Mais qu’en est-il lorsque les acheteurs qui ont signé la promesse de vente refusent de finaliser celle-ci ?

L’agent immobilier a-t-il tout de même droit à sa commission ?

Dans un arrêt récent la Cour de cassation est venue apporter une réponse claire.

Suite à la signature d’une promesse de vente rédigée par un agent immobilier qui a vendu une maison d’habitation à un couple, cette vente devait être réitérée par un acte authentique.

Par la suite, le couple a informé l’agent immobilier qu’ils renonçaient à leur achat, demandant à être remboursés de la somme de 21 000 euros versée à titre d’acompte.

L’agent immobilier les a alors assignés aux fins de voir prononcer la résolution de la promesse synallagmatique de vente, de les voir condamner à lui payer la somme de 21 000 euros, et juger qu’ils sont seuls redevables de sa rémunération en tant qu’agent immobilier, qui en a reconventionnellement sollicité le paiement et, subsidiairement, une indemnité compensatrice.

La cour d’appel rejette sa demande en retenant les dispositions d’ordre public de l’article 6-1 de la loi n° 70-9 du 2 janvier 1970 qui stipule qu’aucune commission ni somme d’argent quelconque ne peut être exigée par l’agent immobilier ayant concouru à une opération n’ayant pas été effectivement conclue.

En conséquence, d’après la cour d’appel,  il ne peut, sous le couvert de l’application d’une clause pénale, prétendre à une quelconque rémunération ou indemnité compensatrice.
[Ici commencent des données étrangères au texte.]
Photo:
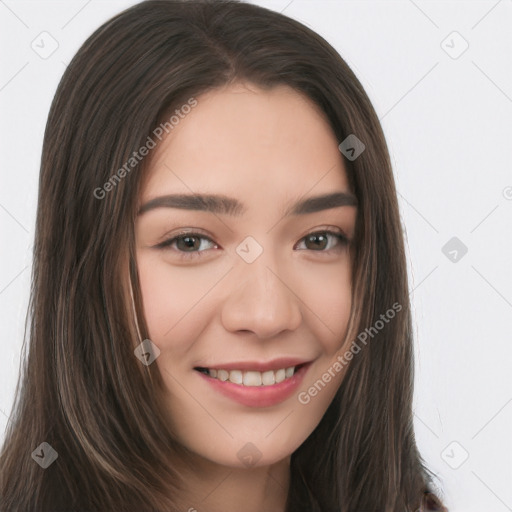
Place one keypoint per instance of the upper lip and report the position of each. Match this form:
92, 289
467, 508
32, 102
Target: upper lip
261, 366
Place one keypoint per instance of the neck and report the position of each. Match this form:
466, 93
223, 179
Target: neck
210, 487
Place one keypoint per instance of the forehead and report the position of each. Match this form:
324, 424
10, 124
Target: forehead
243, 140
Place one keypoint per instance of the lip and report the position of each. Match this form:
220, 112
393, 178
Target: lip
258, 396
275, 364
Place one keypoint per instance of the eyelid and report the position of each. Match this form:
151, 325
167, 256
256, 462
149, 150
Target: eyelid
171, 238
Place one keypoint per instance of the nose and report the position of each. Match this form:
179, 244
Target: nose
261, 301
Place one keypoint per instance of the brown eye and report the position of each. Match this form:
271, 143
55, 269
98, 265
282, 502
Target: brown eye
316, 242
188, 243
323, 241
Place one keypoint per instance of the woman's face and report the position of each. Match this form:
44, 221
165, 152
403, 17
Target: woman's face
253, 280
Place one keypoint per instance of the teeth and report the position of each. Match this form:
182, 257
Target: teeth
268, 378
221, 375
253, 378
236, 377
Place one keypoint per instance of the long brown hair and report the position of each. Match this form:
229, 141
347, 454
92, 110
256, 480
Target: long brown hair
81, 389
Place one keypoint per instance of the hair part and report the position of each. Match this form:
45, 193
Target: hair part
81, 388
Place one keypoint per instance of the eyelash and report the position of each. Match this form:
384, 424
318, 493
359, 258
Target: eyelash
166, 244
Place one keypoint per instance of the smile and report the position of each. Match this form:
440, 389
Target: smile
255, 388
251, 378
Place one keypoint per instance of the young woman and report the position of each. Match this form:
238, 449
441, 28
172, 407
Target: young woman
220, 317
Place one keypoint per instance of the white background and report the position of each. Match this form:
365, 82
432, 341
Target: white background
448, 122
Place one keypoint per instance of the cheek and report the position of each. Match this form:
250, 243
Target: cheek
326, 295
175, 300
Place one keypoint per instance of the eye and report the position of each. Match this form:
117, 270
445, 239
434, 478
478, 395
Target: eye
188, 243
323, 241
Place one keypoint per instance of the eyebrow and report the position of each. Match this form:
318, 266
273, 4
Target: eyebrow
220, 204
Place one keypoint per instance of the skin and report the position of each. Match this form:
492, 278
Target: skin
267, 149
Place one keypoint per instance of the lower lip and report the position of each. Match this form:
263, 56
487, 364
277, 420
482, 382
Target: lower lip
258, 396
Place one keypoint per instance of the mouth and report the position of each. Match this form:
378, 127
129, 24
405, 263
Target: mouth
253, 384
251, 378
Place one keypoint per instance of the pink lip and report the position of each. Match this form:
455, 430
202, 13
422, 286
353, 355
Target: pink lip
258, 396
275, 364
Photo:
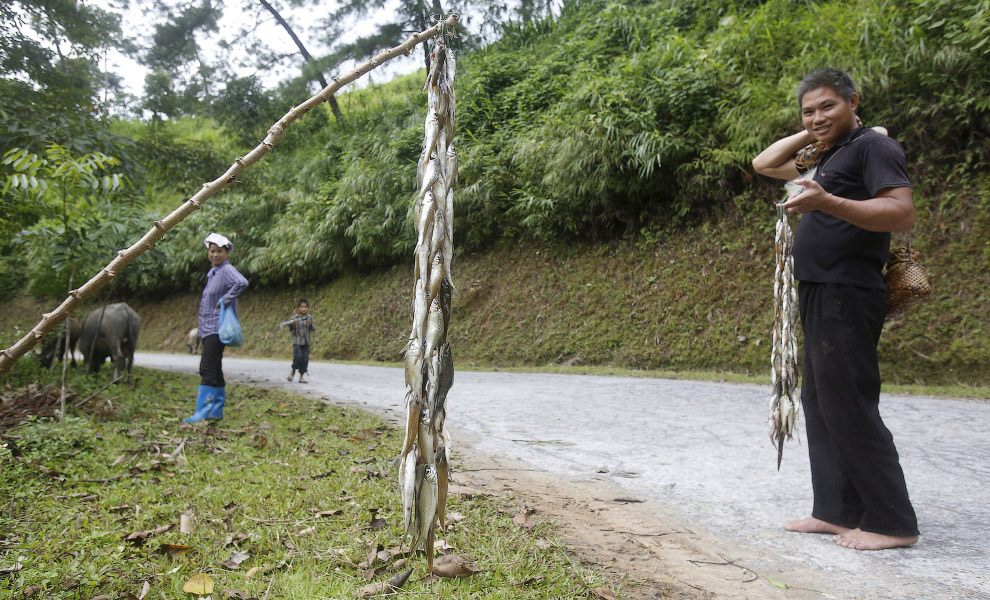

Les hauts magistrats ne sont pas de cet avis et censurent la décision de la cour d’appel.

La promesse synallagmatique de vente constituait un accord définitif sur la chose et sur le prix

En effet, la cour d’appel avait retenu que la signature de la promesse synallagmatique de vente constituait un accord définitif sur la chose et sur le prix.

Le couple d’acheteur ne pouvait, sans commettre une faute, refuser de la réitérer, faisant ainsi ressortir que l’opération avait été effectivement conclue, de sorte que ce refus ne pouvait avoir pour effet de priver l’agent immobilier de son droit à rémunération ou à indemnisation.